「実務では想定し得ない問題に直面する」--。新日本製鉄出身で、土木のアポロ計画とも言われた東京湾横断道路のアクアライン橋や世界最長の吊り橋、明石海峡大橋など大規模な鋼鉄製橋梁(鋼橋)事業に携わってきた中村俊一元東海大教授は、ベテラン橋梁技術者から若手技術者へのメッセージの口火を切る形でこう切り出した。21日に土木学会が開いた「若手技術者のための温故知新セミナー」での一コマ。
その上で若手技術者に対して「新しい技術・構造・工法などにチャレンジしてほしい」とエールを送り「そのためには、アイデア、根拠(解析・実験)、熱意が必要だ」と訴えた。
新しい挑戦に、アイデア、根拠、熱意が必要だと強調するのは、自らが関わってきた鋼橋の競争力向上へ「鋼橋最大の弱点をどうカバーするか」という自身が取り組んだ実体験が背景にある。具体的には、鋼橋の弱点である騒音と振動を低減させるだけでなく、コストや施工面での経済性も向上させるために取り組んだのが、CFT(コンクリート充填鋼管)を代表とする複合構造だ。
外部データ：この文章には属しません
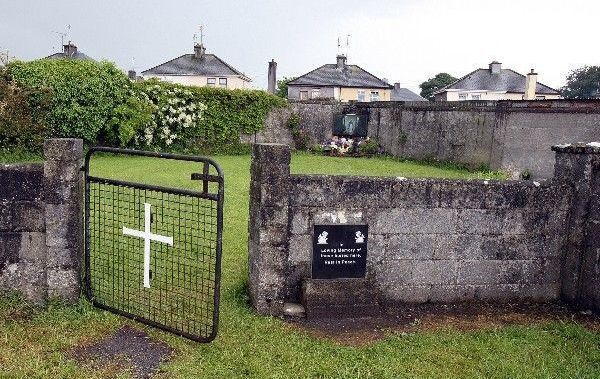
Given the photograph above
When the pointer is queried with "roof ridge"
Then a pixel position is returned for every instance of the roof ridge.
(230, 67)
(310, 72)
(169, 61)
(387, 84)
(537, 82)
(447, 86)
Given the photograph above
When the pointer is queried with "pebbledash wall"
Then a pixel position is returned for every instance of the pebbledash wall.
(430, 240)
(40, 224)
(505, 135)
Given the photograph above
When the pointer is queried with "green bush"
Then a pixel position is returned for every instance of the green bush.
(201, 118)
(22, 111)
(84, 94)
(368, 146)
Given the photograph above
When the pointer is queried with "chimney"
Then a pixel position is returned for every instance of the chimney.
(530, 86)
(199, 50)
(69, 50)
(341, 61)
(272, 78)
(495, 67)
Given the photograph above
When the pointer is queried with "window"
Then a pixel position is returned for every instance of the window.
(361, 95)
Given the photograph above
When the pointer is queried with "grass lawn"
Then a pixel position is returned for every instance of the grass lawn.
(253, 346)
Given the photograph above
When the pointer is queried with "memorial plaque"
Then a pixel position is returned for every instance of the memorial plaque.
(339, 251)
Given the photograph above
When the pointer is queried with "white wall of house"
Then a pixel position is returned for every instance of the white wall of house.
(487, 95)
(230, 82)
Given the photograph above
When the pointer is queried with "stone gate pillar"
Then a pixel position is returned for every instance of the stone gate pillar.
(63, 193)
(579, 166)
(268, 223)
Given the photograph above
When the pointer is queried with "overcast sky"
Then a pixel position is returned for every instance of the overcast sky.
(403, 41)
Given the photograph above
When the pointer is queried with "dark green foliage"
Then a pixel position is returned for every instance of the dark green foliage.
(224, 115)
(84, 93)
(22, 111)
(96, 102)
(282, 86)
(583, 83)
(128, 120)
(368, 147)
(431, 85)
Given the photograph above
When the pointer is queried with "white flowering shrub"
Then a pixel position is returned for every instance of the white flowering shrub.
(176, 115)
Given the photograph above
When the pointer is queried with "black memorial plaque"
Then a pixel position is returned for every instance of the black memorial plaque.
(339, 251)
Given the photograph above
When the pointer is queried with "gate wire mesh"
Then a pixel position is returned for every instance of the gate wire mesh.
(184, 278)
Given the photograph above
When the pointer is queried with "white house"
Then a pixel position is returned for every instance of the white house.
(199, 69)
(496, 83)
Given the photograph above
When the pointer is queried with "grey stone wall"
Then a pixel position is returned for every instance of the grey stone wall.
(506, 135)
(430, 240)
(578, 166)
(41, 224)
(23, 230)
(267, 228)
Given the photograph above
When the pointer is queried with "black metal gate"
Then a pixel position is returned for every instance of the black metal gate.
(153, 253)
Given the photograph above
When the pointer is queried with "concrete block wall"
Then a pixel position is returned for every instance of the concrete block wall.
(41, 224)
(512, 136)
(430, 240)
(438, 240)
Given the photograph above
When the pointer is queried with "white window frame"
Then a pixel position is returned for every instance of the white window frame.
(361, 95)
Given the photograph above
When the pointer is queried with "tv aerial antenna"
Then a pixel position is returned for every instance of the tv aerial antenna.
(63, 35)
(201, 29)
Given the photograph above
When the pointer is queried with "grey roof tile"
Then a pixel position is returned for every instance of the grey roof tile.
(404, 94)
(188, 64)
(507, 80)
(349, 76)
(77, 56)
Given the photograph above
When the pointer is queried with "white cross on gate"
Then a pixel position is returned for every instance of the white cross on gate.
(147, 236)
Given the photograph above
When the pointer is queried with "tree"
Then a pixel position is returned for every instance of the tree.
(583, 83)
(282, 86)
(433, 84)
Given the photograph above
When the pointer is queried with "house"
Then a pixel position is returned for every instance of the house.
(341, 82)
(496, 83)
(70, 52)
(199, 69)
(404, 94)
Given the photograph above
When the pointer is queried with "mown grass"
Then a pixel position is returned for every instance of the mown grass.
(263, 347)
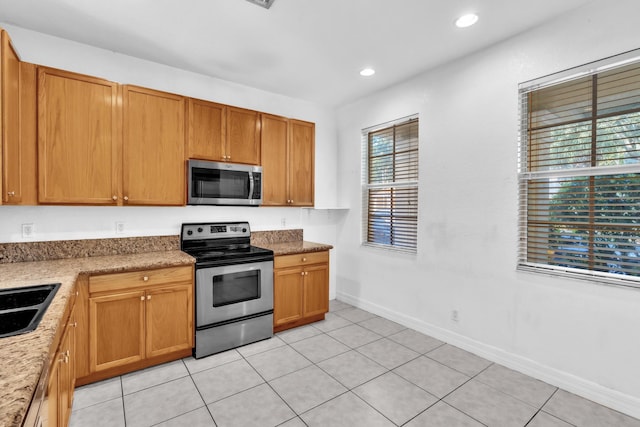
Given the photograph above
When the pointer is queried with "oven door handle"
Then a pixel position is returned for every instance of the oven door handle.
(251, 185)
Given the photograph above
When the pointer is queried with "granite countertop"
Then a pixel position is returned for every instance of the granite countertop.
(24, 356)
(295, 247)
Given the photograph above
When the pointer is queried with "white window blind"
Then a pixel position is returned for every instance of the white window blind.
(579, 174)
(390, 185)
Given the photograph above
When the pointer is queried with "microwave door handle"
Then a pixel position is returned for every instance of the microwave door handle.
(251, 185)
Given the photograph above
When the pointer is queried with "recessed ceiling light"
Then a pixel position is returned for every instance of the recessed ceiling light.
(466, 20)
(366, 72)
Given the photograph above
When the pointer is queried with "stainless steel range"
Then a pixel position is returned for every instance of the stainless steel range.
(234, 286)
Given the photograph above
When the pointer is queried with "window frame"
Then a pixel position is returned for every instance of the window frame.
(403, 184)
(526, 176)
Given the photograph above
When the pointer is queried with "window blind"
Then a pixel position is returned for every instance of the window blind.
(579, 176)
(390, 190)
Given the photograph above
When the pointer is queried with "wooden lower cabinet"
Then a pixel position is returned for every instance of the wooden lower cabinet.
(137, 319)
(301, 289)
(116, 334)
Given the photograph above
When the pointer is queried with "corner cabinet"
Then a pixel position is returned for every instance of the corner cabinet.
(153, 147)
(300, 289)
(58, 400)
(78, 142)
(18, 140)
(138, 319)
(287, 161)
(223, 133)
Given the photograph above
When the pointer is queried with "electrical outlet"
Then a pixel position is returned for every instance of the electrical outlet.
(27, 231)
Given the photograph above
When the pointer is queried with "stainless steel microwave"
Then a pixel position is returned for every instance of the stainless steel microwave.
(215, 183)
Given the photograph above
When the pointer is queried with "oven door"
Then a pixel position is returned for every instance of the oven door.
(229, 292)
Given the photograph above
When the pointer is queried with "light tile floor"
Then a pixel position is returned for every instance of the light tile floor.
(352, 369)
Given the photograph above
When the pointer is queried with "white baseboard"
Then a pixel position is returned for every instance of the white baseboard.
(613, 399)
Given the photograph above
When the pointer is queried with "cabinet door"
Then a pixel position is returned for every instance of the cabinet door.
(11, 148)
(287, 295)
(316, 290)
(169, 319)
(207, 130)
(153, 150)
(243, 136)
(274, 160)
(116, 333)
(77, 139)
(301, 163)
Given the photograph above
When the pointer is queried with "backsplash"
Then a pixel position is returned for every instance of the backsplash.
(58, 249)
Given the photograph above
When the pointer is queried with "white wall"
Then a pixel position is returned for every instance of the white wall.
(59, 223)
(581, 336)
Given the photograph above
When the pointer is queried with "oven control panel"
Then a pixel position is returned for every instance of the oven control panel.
(217, 230)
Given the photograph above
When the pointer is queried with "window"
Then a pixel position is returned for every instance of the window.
(390, 189)
(579, 173)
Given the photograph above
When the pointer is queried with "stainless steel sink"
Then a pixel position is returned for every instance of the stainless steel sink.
(21, 309)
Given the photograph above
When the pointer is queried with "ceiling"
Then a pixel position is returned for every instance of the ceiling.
(305, 49)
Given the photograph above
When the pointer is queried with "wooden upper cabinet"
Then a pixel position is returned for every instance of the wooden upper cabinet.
(243, 136)
(18, 116)
(274, 160)
(301, 162)
(207, 130)
(78, 142)
(287, 161)
(153, 147)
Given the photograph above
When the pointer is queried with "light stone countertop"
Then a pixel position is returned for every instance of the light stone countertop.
(23, 357)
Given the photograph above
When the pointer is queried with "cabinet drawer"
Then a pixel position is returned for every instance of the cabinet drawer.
(139, 279)
(284, 261)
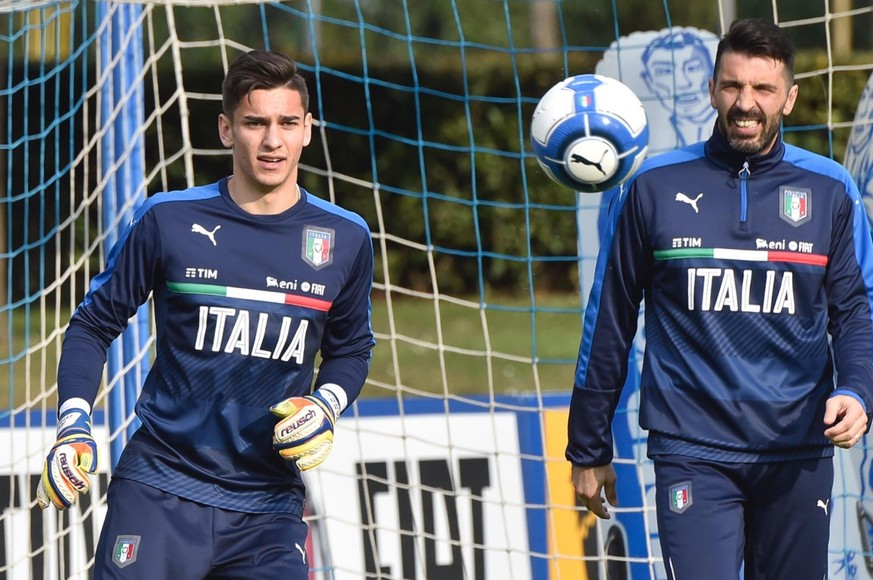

そもそも今回のセミナーの目的である、若手技術者への技術承継は、東京湾横断道路や明石海峡大橋といった世界に誇る世紀のプロジェクトに携わった技術者や技能者の知恵やノウハウなどが、同様のプロジェクトがないため世代交代時にも引き継がれない問題から、その必要性が指摘されてきた。
中村氏は技術・技能承継問題は発注者にも波及しているとして、「発注側の技術者が(補修・更新需要時期の)数十年先まで見ることはできない。インハウスエンジニアは外部のプロを使う専門家になるべき」との考えも披露した。